MoMA and Neue Galerie Acquire a Masterpiece by Paula Modersohn-Becker, the Expressionist Pioneer With a Tragic Life Story

When the 1907 painting is hung today, it will be the oldest work by a woman on view at MoMA.

Paula Modersohn-Becker, Selbstbildnis mit zwei Blumen in der erhobenen linken Hand (Self-Portrait with Two Flowers in Her Raised Left Hand), 1907, detail. Courtesy of the Museum of Modern Art and the Neue Galerie.

Two New York institutions, the Museum of Modern Art and the Neue Galerie, are jointly acquiring a self-portrait by artist Paula Modersohn-Becker (1876–1907), the early Expressionist painter and pioneer of the 20th-century German avant-garde. The work is a gift to MoMA from Debra and Leon Black and to the Neue Galerie from Ronald S. Lauder.

“This will be the only self-portrait by Paula Modersohn-Becker in the United States, and her only painting in a New York institution,” said Ann Temkin, MoMA’s chief curator of painting and sculpture, in a statement. “An acquisition of this importance and rarity is a thrilling occurrence here at the museum.”

The piece, titled Selbstbildnis mit zwei Blumen in der erhobenen linken Hand (Self-Portrait with Two Flowers in Her Raised Left Hand), was painted in 1907 and depicts Modersohn-Becker while pregnant with her daughter Mathilde, her hand resting on her stomach.

Paula Modersohn-Becker, Seated Old Woman (Sitzende Alte), c. 1899–1902. Courtesy of the Museum of Modern Art.

Paula Modersohn-Becker, Seated Old Woman (Sitzende Alte), c. 1899–1902. Courtesy of the Museum of Modern Art.

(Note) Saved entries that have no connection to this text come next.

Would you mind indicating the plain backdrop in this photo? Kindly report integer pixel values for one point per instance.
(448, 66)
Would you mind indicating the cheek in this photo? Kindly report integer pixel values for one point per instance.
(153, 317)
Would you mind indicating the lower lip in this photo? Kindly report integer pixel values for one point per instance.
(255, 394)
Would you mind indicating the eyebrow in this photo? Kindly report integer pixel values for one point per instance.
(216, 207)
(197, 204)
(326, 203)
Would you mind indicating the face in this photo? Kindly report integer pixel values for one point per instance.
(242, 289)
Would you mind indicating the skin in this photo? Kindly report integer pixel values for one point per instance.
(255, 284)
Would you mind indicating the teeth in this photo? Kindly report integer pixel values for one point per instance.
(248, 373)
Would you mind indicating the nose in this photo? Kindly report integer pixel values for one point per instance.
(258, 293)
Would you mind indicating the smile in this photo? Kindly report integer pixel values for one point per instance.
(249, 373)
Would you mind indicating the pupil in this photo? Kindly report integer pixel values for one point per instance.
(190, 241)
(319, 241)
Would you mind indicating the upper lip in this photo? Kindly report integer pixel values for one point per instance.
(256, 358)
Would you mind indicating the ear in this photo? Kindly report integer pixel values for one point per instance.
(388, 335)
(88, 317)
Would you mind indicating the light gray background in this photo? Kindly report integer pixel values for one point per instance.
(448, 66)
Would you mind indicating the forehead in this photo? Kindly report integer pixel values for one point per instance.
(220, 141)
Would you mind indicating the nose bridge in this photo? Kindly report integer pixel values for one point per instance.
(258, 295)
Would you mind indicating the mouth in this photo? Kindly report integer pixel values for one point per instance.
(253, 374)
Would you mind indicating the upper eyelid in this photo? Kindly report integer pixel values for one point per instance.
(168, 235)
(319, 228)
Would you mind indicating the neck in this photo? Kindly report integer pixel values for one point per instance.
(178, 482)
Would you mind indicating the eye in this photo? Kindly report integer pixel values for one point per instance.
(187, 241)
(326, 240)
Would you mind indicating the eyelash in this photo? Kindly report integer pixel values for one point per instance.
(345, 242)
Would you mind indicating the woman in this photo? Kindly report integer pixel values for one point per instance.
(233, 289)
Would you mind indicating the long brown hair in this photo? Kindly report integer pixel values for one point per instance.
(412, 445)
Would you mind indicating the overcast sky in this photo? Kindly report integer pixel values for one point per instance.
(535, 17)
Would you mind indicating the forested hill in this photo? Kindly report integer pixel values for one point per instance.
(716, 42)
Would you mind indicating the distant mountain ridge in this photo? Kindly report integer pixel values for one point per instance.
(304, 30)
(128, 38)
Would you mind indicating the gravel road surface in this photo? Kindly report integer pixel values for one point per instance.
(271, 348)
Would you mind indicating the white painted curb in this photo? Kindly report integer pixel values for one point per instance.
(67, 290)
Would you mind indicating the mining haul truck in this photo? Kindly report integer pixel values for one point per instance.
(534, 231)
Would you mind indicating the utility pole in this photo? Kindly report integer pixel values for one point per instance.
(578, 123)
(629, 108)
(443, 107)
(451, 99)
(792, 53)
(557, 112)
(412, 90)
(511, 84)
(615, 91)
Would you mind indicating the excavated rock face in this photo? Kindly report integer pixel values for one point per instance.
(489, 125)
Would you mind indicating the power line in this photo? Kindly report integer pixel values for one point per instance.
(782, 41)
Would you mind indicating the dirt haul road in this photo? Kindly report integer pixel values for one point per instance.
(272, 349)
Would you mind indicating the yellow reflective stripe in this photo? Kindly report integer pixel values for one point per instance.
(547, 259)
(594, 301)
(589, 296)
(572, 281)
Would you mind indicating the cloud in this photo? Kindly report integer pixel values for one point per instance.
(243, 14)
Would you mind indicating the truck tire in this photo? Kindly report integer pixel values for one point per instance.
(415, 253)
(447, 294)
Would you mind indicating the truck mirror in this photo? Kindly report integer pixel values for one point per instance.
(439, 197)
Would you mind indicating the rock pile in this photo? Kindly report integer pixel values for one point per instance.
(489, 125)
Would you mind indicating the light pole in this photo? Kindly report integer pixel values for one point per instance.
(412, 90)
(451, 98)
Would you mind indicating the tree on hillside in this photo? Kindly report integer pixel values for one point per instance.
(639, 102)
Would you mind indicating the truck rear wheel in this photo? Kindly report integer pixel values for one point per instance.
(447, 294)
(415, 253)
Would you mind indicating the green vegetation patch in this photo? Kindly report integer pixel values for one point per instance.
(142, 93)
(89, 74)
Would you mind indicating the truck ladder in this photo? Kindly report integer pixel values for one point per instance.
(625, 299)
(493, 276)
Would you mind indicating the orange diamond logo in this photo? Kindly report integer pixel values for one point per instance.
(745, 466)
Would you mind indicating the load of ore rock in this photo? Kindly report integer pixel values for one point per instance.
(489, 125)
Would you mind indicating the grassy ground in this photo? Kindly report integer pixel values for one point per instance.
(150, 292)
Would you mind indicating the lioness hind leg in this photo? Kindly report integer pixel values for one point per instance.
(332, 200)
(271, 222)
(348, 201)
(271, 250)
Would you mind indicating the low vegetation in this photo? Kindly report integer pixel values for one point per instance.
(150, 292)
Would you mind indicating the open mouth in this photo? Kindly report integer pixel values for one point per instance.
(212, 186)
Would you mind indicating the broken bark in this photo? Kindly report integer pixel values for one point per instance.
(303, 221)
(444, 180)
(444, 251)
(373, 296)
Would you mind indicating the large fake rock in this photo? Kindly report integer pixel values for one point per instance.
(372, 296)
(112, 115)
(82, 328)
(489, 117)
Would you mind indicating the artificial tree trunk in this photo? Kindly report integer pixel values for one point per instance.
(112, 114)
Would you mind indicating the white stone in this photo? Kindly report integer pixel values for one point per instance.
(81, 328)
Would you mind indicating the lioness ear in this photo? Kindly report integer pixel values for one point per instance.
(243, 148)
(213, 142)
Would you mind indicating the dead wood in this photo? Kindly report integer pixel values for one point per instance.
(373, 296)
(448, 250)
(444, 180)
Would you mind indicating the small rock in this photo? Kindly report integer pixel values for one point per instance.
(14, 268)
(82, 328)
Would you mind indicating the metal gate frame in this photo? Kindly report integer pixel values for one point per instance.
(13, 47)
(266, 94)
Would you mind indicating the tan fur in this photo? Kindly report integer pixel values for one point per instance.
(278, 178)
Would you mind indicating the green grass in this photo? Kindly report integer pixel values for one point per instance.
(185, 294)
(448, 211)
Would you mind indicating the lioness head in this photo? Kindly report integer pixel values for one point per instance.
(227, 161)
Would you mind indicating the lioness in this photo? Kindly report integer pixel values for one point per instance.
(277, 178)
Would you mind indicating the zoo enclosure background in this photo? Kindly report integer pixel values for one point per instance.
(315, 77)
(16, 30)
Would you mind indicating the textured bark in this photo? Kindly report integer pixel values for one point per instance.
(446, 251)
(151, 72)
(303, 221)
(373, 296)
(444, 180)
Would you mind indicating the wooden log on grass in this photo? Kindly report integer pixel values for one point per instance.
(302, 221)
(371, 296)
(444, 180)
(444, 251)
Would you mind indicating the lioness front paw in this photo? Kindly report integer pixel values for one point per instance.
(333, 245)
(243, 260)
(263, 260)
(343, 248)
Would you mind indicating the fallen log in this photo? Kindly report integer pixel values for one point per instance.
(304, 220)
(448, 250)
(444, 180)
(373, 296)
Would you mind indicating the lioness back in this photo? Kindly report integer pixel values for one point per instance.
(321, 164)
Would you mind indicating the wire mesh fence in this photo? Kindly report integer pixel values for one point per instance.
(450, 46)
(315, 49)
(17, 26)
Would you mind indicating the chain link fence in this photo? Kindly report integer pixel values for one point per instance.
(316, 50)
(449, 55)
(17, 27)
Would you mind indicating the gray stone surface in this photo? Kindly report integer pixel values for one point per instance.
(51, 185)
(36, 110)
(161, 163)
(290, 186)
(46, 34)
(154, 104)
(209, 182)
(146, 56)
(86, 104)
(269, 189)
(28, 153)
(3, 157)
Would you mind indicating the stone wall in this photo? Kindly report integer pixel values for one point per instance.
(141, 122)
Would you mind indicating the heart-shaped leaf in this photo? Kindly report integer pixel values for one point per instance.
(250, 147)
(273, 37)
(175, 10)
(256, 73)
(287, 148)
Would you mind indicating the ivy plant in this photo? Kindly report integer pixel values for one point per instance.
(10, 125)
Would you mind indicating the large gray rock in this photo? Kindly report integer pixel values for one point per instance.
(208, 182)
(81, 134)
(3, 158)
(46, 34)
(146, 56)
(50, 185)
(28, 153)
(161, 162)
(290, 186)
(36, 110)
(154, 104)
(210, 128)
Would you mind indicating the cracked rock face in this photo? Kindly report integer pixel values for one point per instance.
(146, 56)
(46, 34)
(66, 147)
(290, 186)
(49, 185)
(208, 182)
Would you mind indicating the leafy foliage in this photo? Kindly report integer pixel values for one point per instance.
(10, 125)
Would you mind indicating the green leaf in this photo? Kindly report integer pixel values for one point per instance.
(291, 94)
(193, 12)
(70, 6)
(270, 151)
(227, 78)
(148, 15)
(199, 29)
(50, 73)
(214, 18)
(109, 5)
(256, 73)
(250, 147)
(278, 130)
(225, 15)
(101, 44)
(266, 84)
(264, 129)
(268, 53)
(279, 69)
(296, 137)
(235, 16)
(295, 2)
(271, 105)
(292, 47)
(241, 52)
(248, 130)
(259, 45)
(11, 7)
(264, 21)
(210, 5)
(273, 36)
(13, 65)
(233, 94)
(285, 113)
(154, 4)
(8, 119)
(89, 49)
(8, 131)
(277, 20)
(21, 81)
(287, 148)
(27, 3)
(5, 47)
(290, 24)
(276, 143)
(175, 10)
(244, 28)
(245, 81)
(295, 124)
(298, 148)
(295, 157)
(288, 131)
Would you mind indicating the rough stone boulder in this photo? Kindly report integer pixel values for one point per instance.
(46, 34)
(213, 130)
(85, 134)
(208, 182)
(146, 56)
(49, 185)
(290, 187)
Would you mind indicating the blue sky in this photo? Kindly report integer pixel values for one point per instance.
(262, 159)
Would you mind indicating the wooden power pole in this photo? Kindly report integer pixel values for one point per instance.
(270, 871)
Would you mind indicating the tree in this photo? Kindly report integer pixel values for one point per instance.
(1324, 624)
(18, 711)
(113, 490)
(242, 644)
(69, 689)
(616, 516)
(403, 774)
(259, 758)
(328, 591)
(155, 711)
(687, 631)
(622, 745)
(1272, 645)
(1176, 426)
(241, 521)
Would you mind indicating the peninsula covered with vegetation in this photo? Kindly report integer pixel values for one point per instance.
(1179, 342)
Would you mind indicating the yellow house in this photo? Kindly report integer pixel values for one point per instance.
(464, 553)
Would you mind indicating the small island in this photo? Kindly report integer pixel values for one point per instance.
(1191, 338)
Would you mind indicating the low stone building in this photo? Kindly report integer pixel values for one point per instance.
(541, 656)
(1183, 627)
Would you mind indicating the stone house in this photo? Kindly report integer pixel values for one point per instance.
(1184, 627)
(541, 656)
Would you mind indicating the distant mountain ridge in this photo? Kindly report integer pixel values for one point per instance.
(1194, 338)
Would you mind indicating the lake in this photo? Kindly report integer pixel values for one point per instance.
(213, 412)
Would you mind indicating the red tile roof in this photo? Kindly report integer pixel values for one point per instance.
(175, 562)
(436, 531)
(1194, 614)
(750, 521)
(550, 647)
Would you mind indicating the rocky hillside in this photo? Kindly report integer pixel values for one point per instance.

The artist died that year due to an embolism, at 31 just years old. She left behind some 700 paintings—including portraits of her friends Rainer Maria Rilke and Clara Westhoff, and her husband, painter Otto Modersohn—and 1,000 works on paper. According to the museum, this painting is the first known self-portrait of a pregnant woman.

New York’s Galerie St. Etienne gave the artist her first American solo show in 1958, and exhibited her work again in 1983 and 2015. “At the time of the 2015 show, MoMA was already looking for a major Modersohn-Becker painting, but as Ann Temkin said, it had to be the ‘right’ one,” wrote gallery director Jane Kallir in an email to artist News. “With this acquisition, I think they have indeed found the perfect work—one of the artist’s last self-portraits, from what most art historians consider her strongest period.”

“Modersohn-Becker prices have been steadily rising, but there has been nothing of this quality on the market in recent years, so far as I am aware,” Kallir added. “I’d be reluctant to guess at the price.”

Paula Modersohn-Becker, Selbstbildnis mit zwei Blumen in der erhobenen linken Hand (Self-Portrait with Two Flowers in Her Raised Left Hand), 1907. Courtesy of the Museum of Modern Art and the Neue Galerie.

The full-size work by Paula Modersohn-Becker, Selbstbildnis mit zwei Blumen in der erhobenen linken Hand (Self-Portrait with Two Flowers in Her Raised Left Hand), 1907. Courtesy of the Museum of Modern Art and the Neue Galerie.

The artist’s record at auction is €525,000 ($714,994), for the mother-and-child portrait Auf einem Stuhl sitzendes Mädchen mit Kind auf dem Schoss vor Landschaft (c. 1904), which sold at Berlin’s Grisebach GmbH in 2013, according to the artnet Price Database.

Self-Portrait was acquired from the descendants of collectors Paul and Else Speck, and was first sold in 1919 by gallerist I.B. Neumann to Berlin collector Hugo Simon.

MoMA currently owns four intaglio prints but no paintings by Modersohn-Becker, who was the only woman featured in the museum’s “German Painting and Sculpture,” the 1931 survey exhibition curated by Alfred Barr. According to Temkin, Self-Portrait will become the oldest painting by a woman on view at the museum when it is hung in the fifth floor galleries today, November 22.